A new approach uses data from one type of test on small metal alloy samples to extract enough information for building databases that can be used to predict the properties and potentials of new materials. The details were published in the journal Science and Technology of Advanced Materials: Methods.
The test is called instrumented indentation. It involves driving an indenter tip into a material to probe some of its properties, such as hardness and elastic stiffness. Scientists have been using the data extracted from instrumented indentation to estimate the stress-strain curve of materials using computational simulations. This curve, and the data it provides, is important for understanding a material’s properties. That data is also used for building massive materials databases, which can be used, in conjunction with artificial intelligence, for predicting new materials.

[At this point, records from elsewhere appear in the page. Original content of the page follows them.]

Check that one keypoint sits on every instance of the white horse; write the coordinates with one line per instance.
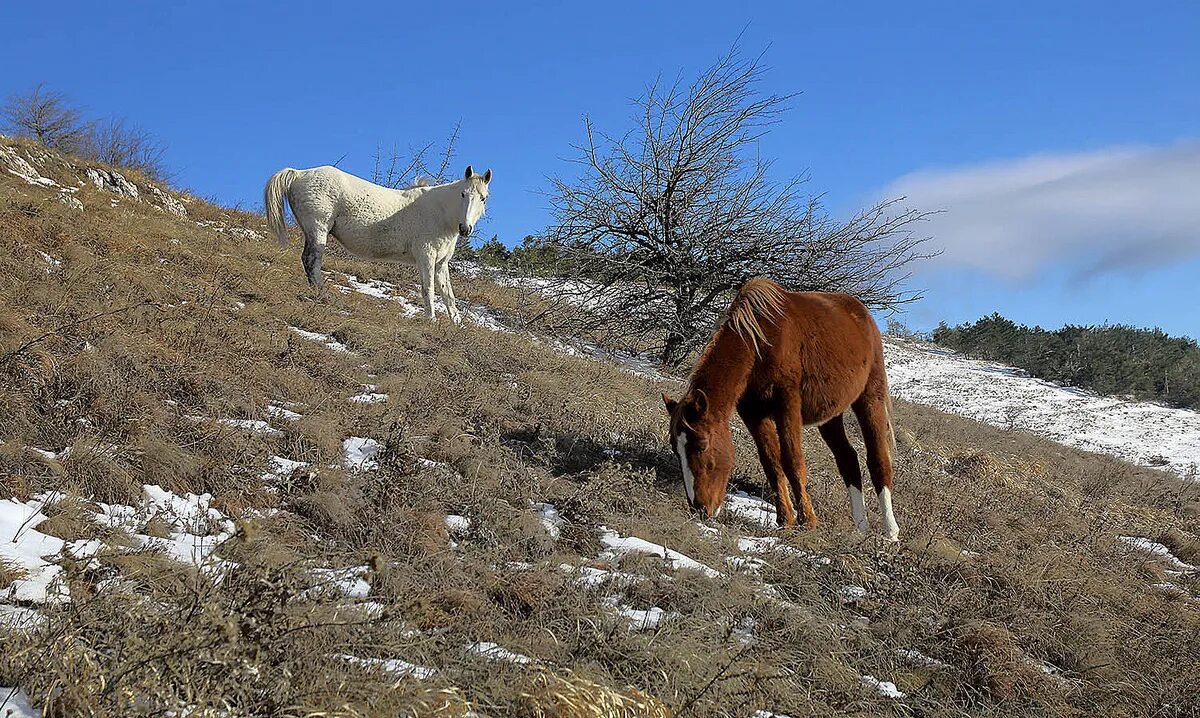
(419, 225)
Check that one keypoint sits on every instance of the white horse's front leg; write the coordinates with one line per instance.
(426, 269)
(447, 292)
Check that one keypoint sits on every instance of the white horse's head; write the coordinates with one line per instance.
(474, 199)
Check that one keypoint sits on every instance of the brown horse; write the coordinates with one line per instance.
(786, 359)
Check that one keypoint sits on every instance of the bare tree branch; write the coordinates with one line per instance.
(47, 117)
(666, 221)
(403, 171)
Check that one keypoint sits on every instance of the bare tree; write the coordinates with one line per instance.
(121, 144)
(47, 117)
(402, 171)
(666, 221)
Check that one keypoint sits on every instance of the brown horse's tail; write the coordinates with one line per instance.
(759, 298)
(274, 195)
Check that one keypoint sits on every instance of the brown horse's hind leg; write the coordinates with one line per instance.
(834, 435)
(766, 437)
(871, 410)
(790, 419)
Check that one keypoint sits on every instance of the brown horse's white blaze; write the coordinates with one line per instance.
(784, 360)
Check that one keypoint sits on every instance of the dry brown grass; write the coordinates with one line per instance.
(514, 422)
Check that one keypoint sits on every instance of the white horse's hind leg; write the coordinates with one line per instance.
(316, 235)
(447, 291)
(426, 268)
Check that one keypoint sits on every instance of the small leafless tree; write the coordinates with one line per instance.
(47, 117)
(121, 144)
(667, 220)
(419, 163)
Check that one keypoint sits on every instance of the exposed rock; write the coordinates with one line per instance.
(18, 166)
(29, 163)
(166, 202)
(113, 181)
(70, 199)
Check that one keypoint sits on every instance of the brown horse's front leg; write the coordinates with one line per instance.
(766, 438)
(791, 442)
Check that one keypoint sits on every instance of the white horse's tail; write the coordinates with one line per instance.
(274, 196)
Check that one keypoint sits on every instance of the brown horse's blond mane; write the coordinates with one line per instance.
(757, 299)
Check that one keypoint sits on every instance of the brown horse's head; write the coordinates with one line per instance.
(705, 449)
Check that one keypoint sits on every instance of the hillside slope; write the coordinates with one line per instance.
(222, 496)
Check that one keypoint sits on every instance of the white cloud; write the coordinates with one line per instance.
(1107, 210)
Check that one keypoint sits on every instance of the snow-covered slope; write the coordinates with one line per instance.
(1139, 432)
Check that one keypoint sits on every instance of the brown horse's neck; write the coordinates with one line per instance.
(723, 372)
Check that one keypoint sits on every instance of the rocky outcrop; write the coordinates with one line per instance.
(39, 166)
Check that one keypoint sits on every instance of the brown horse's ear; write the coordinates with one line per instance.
(694, 407)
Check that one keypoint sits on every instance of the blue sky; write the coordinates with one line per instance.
(1059, 137)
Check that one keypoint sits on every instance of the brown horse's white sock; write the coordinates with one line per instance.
(858, 509)
(891, 531)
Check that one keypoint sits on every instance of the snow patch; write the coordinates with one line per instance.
(1156, 550)
(885, 688)
(359, 453)
(751, 509)
(617, 545)
(395, 666)
(329, 341)
(551, 520)
(1139, 432)
(15, 704)
(496, 652)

A problem scientists face is that this approach for estimating material properties is limited when it comes to materials called ‘high work-hardening alloys’: metal alloys, like steel, that are strengthened through physical processes like rolling and forging. Only so much information can be estimated from the curve of these materials. To get the necessary additional information needed to determine their properties, more experiments would need to be done, which costs time, effort and money.
Ta-Te Chen of the University of Tsukuba and Ikumu Watanabe of the National Institute for Materials Science in Japan have developed a new computational approach to extract that additional information from instrumented indentation tests on work-hardening alloys.

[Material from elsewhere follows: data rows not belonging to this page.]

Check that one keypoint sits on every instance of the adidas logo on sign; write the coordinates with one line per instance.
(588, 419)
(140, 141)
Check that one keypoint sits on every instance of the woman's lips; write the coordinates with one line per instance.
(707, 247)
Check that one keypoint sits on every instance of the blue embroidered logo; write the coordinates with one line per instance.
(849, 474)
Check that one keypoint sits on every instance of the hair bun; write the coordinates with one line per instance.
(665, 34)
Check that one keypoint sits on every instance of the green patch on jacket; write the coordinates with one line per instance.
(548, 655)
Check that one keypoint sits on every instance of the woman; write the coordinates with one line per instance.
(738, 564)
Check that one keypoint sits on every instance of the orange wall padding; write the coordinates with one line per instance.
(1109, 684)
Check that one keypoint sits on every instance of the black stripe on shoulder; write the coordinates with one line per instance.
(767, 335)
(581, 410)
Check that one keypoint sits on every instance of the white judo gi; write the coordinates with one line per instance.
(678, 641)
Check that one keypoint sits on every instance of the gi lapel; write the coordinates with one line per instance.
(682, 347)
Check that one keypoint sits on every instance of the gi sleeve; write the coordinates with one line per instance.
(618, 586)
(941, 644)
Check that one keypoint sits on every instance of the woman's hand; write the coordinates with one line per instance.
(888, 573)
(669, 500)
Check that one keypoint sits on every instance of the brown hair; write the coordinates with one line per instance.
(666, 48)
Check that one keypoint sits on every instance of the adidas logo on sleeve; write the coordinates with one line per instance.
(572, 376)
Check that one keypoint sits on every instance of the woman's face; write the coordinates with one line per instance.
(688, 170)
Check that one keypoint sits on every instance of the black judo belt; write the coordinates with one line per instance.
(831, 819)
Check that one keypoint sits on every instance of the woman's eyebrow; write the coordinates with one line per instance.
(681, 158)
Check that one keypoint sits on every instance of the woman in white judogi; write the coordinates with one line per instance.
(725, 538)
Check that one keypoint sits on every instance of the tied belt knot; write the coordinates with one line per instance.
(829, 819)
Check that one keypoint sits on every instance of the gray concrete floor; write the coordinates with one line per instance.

Scientists found a way to use topography around indentation impression to predict other properties measured by a tensile or compression test.

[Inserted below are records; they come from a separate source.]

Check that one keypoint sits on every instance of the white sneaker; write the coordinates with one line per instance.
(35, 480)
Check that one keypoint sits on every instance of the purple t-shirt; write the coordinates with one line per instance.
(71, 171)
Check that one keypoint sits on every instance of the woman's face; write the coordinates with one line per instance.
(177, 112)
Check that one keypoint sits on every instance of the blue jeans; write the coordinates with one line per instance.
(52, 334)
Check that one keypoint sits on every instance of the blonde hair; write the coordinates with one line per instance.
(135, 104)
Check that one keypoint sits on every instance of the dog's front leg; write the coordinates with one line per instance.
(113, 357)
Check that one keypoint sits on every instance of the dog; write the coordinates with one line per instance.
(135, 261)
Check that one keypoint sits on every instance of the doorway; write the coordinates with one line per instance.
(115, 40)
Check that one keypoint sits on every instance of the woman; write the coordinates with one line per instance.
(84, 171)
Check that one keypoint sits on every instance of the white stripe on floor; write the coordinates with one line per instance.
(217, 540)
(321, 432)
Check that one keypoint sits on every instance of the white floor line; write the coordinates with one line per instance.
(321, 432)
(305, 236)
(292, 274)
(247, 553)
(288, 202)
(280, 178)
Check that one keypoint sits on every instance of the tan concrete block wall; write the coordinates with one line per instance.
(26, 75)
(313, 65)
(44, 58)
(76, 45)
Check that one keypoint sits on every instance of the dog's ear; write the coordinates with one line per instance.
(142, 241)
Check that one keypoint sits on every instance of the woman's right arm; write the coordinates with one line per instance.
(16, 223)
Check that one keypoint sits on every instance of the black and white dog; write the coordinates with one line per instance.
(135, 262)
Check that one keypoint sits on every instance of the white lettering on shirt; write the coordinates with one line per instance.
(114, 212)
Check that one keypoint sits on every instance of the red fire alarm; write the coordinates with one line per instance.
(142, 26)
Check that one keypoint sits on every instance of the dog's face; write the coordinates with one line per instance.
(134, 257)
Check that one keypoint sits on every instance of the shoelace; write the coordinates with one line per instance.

“Our approach builds on an already-existing model, making it ready for use in industry. It is also applicable to existing data, including hardness,” says Watanabe.
The approach involves combining the results from two computational models, the power-law and linear hardening models, which produce their own individual stress-plastic strain curves from information gathered from indentation tests. Combining the data from both curves provides the extra data that, when added to the original stress-strain curve, shows a more holistic picture of the work-hardening alloys’ properties.
The scientists validated their approach by using it on a high-work-hardening stainless steel.
“We have extended this approach to also evaluate mechanical properties at elevated temperatures, which can contribute to the development of high-temperature alloys,” says Chen.